Chest radiography and serum biomarkers, such as angiotensin-converting enzyme (ACE) and lysozyme, meet the Workshop on Ocular Sarcoidosis criteria. But they have limited positive predictive value.

T-lymphocytes in sarcoidosis skew from the peripheral blood to the affected tissue, causing a relative lymphopaenia.

Soluble interleukin 2 receptor (sIL-2R) reflects activation of T-lymphocytes, and earlier studies suggested its diagnostic value is comparable to ACE.

To investigate the utility of lymphopaenia as a biomarker, the researchers studied 191 patients with new onset of uveitis at Erasmus University Medical Center from January 2011 to 2017.

They originally identified 244 patients with a first episode of uveitis, but excluded 53 with known causes for lymphopaenia, such as immunosuppressive medication, infectious disease or systemic disease.

Two thirds of the patients were white, and two thirds were women. Their mean age at the onset of uveitis was 46.8 years.

Thirty-two patients were diagnosed with sarcoidosis-associated uveitis. Their ages, age at onset of uveitis, gender and ethnicity did not differ significantly from those not diagnosed with sarcoidosis.

However panuveitis was diagnosed in 75% of those with sarcoidosis, compared with 44% of those without. And 81% of those with sarcoidosis had bilateral involvement, compared with 48% of those without.

The researchers calculated that lymphopaenia as a test for sarcoidosis in these patients had a sensitivity (true positive rate) of 75% (95% confidence interval (CI) 60.0-90.0) and a specificity (true negative rate) of 76% (95% CI 70.2-83.3).

By contrast, chest radiography has a sensitivity of 64% and specificity of 91%. SIL-2R has a sensitivity of 81% and a specificity of 64%. ACE has a sensitivity of 30% and a specificity of 85%. Therefore lymphopaenia performs better than normal ACE levels do in ruling out sarcoidosis in the uveitis population.

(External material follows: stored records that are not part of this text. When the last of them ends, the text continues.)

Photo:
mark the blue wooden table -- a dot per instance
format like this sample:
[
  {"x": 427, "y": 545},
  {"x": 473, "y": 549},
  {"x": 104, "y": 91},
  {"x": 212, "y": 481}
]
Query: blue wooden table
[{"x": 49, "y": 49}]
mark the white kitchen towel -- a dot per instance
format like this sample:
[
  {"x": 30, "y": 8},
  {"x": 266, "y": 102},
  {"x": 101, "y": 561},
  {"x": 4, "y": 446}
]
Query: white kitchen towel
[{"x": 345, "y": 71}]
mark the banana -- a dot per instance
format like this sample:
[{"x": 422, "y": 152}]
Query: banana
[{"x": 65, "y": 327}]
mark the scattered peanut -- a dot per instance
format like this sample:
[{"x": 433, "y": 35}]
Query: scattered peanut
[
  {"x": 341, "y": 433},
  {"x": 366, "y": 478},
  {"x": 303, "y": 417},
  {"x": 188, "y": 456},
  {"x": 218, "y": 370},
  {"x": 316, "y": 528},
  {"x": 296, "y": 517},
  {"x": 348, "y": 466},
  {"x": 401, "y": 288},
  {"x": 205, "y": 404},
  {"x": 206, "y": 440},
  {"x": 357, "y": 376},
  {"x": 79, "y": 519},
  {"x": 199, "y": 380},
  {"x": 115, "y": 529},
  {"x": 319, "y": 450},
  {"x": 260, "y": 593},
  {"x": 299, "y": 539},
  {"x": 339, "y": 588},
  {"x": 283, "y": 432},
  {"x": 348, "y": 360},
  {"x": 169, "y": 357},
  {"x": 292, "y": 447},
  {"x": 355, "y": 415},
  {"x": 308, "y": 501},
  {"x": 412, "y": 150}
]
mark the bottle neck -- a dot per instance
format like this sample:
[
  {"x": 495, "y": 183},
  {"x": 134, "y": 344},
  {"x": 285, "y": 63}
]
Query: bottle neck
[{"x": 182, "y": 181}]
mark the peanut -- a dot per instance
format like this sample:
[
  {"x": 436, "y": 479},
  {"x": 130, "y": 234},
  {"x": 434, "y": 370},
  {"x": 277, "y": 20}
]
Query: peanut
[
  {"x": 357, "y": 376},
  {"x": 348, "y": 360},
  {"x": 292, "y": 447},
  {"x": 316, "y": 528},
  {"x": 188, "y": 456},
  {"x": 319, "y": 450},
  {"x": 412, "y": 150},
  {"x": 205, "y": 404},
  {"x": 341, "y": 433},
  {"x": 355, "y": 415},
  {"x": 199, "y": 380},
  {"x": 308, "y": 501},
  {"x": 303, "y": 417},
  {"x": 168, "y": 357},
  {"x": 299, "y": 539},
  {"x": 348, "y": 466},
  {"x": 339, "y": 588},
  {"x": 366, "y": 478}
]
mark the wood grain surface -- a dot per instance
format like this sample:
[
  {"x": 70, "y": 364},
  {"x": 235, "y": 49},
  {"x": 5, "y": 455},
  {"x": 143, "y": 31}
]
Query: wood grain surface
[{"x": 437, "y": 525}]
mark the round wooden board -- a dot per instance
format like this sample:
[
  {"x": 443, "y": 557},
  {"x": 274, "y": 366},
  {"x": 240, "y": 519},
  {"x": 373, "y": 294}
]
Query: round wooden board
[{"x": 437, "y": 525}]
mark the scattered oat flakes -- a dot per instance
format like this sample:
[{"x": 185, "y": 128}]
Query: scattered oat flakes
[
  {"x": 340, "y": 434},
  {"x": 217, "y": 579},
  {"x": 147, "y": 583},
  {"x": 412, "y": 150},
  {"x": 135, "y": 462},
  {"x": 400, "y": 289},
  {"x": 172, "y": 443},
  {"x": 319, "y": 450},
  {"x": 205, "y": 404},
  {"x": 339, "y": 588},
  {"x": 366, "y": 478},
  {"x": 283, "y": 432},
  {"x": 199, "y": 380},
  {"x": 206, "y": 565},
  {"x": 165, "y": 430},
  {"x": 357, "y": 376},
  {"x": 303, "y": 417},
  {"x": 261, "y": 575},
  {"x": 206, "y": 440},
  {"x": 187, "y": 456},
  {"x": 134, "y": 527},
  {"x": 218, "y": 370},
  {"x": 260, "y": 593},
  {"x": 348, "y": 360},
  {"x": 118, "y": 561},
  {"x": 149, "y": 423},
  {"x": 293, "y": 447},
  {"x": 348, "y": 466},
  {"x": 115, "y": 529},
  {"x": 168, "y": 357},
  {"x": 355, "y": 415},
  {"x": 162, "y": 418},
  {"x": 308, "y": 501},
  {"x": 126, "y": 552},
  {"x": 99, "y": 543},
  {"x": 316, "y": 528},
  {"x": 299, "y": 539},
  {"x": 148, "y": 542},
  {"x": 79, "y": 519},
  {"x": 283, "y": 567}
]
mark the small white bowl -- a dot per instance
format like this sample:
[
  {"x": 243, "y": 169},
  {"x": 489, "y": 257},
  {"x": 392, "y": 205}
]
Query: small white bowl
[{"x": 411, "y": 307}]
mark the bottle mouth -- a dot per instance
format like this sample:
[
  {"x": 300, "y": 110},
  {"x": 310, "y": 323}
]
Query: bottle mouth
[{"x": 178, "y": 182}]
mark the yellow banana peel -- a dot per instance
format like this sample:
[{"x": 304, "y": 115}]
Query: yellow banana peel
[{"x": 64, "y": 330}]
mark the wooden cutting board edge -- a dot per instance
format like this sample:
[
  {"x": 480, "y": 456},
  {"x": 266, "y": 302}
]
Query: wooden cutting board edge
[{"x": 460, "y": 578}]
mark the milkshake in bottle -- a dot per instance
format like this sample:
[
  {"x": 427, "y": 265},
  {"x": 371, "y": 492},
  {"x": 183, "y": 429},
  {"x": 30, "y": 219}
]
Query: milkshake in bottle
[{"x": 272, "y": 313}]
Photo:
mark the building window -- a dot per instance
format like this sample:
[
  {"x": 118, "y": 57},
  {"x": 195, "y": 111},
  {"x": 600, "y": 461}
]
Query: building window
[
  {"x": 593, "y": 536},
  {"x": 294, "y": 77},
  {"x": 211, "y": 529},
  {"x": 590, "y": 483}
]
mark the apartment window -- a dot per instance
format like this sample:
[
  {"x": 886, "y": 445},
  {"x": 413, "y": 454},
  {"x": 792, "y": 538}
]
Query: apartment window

The negative predictive value for lymphopaenia was 0.938 and the positive predictive value was 0.393. Of the other tests, only chest radiology had a higher positive predictive value: 0.47. And negative predictive values were similar of lower for all of the other tests compared to lymphopaenia. But chest radiology is more invasive and expensive, the researchers pointed out.

For lymphopaenia, the researchers calculated a C-statistic (the area under the receiver operating characteristic (ROC) curve) of 0.792 (0.710-0.874), and a Youden’s index (sensitivity+ specifity−1) of 0.517.

While the researchers used a lymphocyte count cutoff for diagnosis of lymphopaenia of 1.5 x109/L, the cutoff that corresponded to the highest Youden index was 1.47x109/L, with an associated sensitivity of 75% and specificity of 79%.

This differs from a cut-off proposed by earlier researchers of <1.0 x109/L. However this earlier research included patients with second or further episodes of uveitis, while the current study only looked at patients with new onset uveitis, the Erasmus University researchers wrote.

Concluding that lymphopaenia is useful in diagnosing sarcoidosis in uveitis, they reason that combining various tests, including lymphopaenia, sIL-2R and chest radiology is worth investigating.

Likewise, they reason that future research should look at the value of combining these laboratory tests and imaging with features, such as panuveitis and bilateral involvement.